Layer 3 — LangGraph Orchestration Engine. The StateGraph with 7 nodes, the conditional retry edge between test_runner and refinement_node, the SqliteSaver checkpointer (or PostgresSaver in production), and stream_mode="values" for real-time UI streaming.

Layer 4 — Scanner Nodes. Two scanners: Python's ast module for .py files (zero external dependency, ships with Python), and ts-morph for .ts / .tsx / .js / .jsx files (TypeScript Compiler API wrapper). Both produce the same FunctionSignature schema. The import graph builder extracts all import statements per file to feed the mock generator.

Layer 5 — Generation Nodes. The test generator (LLM batch, 10 functions per call), the mock generator (rule-based + import graph analysis), and the refinement node (LLM correction with full failure history in context).

Layer 6 — Validation Nodes. The test runner subprocess manager, output parser (structured regex + LLM fallback for complex tracebacks), the coverage runner (subprocess calling coverage.py or c8), and the CoverageReport builder.

Layer 7 — AI Layer (OpenAI gpt-4o). Test generation (temperature 0.2), refinement (temperature 0.1). Framework-specific system prompts loaded from a YAML template registry — one prompt per framework (pytest, unittest, jest, vitest), cached across all calls in a session.

Layer 8 — Data Layer.

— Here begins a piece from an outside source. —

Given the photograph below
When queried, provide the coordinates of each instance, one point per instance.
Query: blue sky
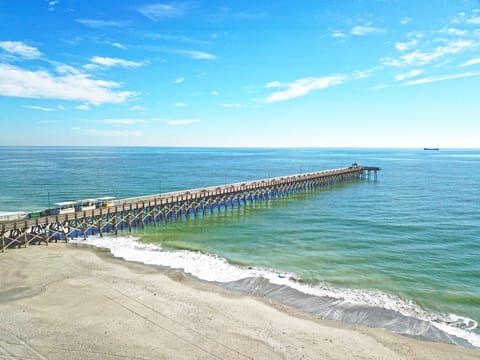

SQLite (LangGraph checkpointer + session history), file system (generated test files written alongside source), JSON exports (TestGenReport, CoverageReport).

Architecture Table

Layer	Component	Role
1	Next.js 15 Web UI	Path input, streaming log, coverage treemap, file download
2	FastAPI + WebSocket	Session management, subprocess orchestration, event streaming
3	LangGraph StateGraph	7-node graph, conditional retry loop, checkpointer
4	Scanner Nodes	Python ast, ts-morph, import graph builder
5	Generation Nodes	Test generator (LLM batch), mock generator, refinement node
6	Validation Nodes	Test runner subprocess, output parser, coverage runner
7	OpenAI gpt-4o	Test generation and failure correction
8	SQLite + File System	Session state, generated test files, JSON reports

The AST Parsing Pattern

The codebase_scanner node is the foundation of the entire system. Every subsequent node — the mock generator, the test generator, the coverage analyser — works from the FunctionSignature records it produces.



import ast
from pathlib import Path
from dataclasses import dataclass, field

@dataclass
class Parameter:
    name: str
    type_annotation: str | None
    default_value: str | None
    is_optional: bool

@dataclass
class FunctionSignature:
    id: str
    file_path: str
    module_name: str
    function_name: str
    class_name: str | None
    parameters: list[Parameter]
    return_type: str | None
    docstring: str | None
    decorators: list[str]
    is_async: bool
    line_start: int
    line_end: int
    language: str = "python"
    detected_dependencies: list[str] = field(default_factory=list)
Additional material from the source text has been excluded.